Lodi, 15 gennaio 2006

“Calati con forza in una realtà appiattita e irreale, viviamo d’inerzia e cinismo, fin quando il letargo non riprenderà la sua azione benefica…sono questi risvegli d’inverno”.
In queste parole, estrapolate dalla breve introduzione di Simone alla sua silloge lirica, c’è già una chiave di lettura, per entrare nel mondo interiore del giovane autore e per mettersi in ascolto delle sue disarmate confessioni in forma di poesia: “eccomi senza piume né certezze/ sempre io, sempre a volo libero in una gabbia/ che mi costruisco giorno per giorno…un ego ribelle/ che cerca solo ciò che non ha:…essere amati per quel che si è”.

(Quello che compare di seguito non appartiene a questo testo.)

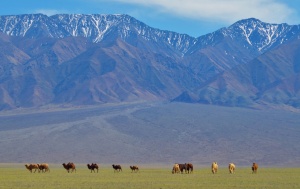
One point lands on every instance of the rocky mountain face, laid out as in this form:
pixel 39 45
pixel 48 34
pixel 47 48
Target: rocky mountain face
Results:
pixel 90 59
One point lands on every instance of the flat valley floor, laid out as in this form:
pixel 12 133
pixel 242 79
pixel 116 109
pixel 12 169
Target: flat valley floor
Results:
pixel 16 176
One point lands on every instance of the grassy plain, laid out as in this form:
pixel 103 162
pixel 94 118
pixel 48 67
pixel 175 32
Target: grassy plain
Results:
pixel 16 176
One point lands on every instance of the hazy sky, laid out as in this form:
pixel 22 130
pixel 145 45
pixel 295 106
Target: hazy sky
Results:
pixel 193 17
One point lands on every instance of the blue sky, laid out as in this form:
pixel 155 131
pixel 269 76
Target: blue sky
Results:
pixel 193 17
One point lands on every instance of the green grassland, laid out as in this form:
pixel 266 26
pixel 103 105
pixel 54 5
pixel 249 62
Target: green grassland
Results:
pixel 16 176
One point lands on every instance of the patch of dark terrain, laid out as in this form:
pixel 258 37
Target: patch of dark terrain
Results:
pixel 153 133
pixel 36 119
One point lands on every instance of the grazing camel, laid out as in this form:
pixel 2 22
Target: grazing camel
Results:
pixel 254 168
pixel 176 168
pixel 214 167
pixel 134 168
pixel 231 168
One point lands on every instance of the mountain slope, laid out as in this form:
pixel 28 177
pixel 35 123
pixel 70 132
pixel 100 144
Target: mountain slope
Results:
pixel 88 59
pixel 272 78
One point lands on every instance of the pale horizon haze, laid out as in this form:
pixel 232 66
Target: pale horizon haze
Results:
pixel 192 17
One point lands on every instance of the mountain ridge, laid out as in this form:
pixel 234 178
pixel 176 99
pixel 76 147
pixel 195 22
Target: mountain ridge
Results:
pixel 89 59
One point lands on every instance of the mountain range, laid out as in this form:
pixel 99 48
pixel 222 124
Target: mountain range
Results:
pixel 77 59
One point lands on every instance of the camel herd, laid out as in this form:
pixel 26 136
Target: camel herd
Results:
pixel 177 167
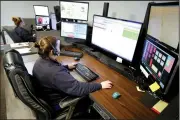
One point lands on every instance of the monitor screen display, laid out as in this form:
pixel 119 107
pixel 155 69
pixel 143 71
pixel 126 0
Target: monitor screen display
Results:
pixel 41 20
pixel 41 10
pixel 74 10
pixel 74 30
pixel 158 61
pixel 116 36
pixel 163 24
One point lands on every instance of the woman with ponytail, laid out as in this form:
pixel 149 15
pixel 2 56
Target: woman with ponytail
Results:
pixel 54 78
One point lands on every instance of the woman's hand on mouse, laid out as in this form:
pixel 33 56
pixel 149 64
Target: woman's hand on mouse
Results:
pixel 72 66
pixel 106 84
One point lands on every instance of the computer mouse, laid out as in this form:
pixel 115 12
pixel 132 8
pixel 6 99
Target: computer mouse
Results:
pixel 76 58
pixel 116 95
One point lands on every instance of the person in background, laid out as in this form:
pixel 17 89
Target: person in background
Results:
pixel 24 34
pixel 54 79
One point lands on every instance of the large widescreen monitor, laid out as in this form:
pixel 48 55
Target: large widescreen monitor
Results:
pixel 41 10
pixel 116 36
pixel 42 20
pixel 74 30
pixel 74 10
pixel 160 62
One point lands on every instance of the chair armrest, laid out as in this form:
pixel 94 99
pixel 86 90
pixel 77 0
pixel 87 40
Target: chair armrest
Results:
pixel 68 101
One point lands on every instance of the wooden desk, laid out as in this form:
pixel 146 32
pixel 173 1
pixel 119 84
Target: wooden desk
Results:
pixel 128 106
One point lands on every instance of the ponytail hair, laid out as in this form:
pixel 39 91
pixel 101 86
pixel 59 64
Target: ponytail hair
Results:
pixel 44 45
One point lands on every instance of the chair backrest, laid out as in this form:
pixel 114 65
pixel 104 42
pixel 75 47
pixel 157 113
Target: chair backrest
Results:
pixel 22 84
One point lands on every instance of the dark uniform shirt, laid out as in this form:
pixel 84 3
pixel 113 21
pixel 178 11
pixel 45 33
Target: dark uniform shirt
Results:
pixel 56 82
pixel 24 34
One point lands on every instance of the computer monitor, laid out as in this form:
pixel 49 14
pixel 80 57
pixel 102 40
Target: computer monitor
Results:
pixel 164 23
pixel 42 20
pixel 116 36
pixel 74 10
pixel 57 13
pixel 41 10
pixel 159 62
pixel 74 30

C’è infatti, nelle prime due sezioni, una oscillazione continua, fra la volontà di capire, di definire, di dominare il proprio destino, e la consapevole impossibilità, c’è l’aspirazione ad essere amati per il proprio essere inerme, fragile, contradditorio, alla speranza di conservare il proprio precario equilibrio ideale, e la consapevolezza che nulla si può determinare a priori, che è necessaria una lunga attesa, quasi un sonno letargico e protettore da crudi risvegli sulla realtà. Il suo “ego ribelle” è come un “anfibio in letargo”, che cerca di sopravvivere ad un inverno metaforico, che blocca energie e sogni, un po’ ingenui e velleitari, del poeta, e lascia un dominante senso di stanchezza e di torpore, una sorta di “spleen” baudelairiano. A tratti, si affacciano presagi di rinascita “ad infinite primavere”, ma si tratta solo di barbagli di sensazioni “selvatiche e instabili”, brevi emozioni, legate ad apparizioni femminili.

La terza parte della raccolta, che reca il sottotitolo “Cristalli di neve per bionde creature” è pervasa da un fermento vitalistico: l’ebbrezza effimera di un incontro amoroso porta un’illusione, forse, di una felicità da cogliere al volo, dimenticando progetti troppo temerari e precari, destinati fatalmente a troncare la loro dolcissima, ingannevole menzogna.
Il riferimento alla “stanza della Leda” contenuto nel sottotitolo vuol rifarsi ad una suggestione dannunziana, qua e là serpeggiante nelle liriche a tema erotico: ma il sensualismo panico trionfante nel vate del Vittoriale qui è assente, sostituito da una prevalente nota elegiaca e malinconica, dalla lucida presa d’atto di una condizione di solitudine intellettuale, che isola il poeta in un suo cammino, dove non può che “annaspare contro corrente”.

Il volumetto, stampato in raffinata carta a mano, è corredato dalle riproduzioni di opere grafiche di Pier Manca, eclettico artista dalla vena duttile, che non cessa di stupire per la facilità con cui esperimenta tecniche diverse, dall’olio alla ceramica, dalle tecniche calcografiche alla scultura in terracotta; animatore instancabile di iniziative artistiche, Manca è stato spesso presente in rassegne collettive e personali, ed ora per la prima volta ha scelto di accompagnare con le sue immagini dei testi poetici.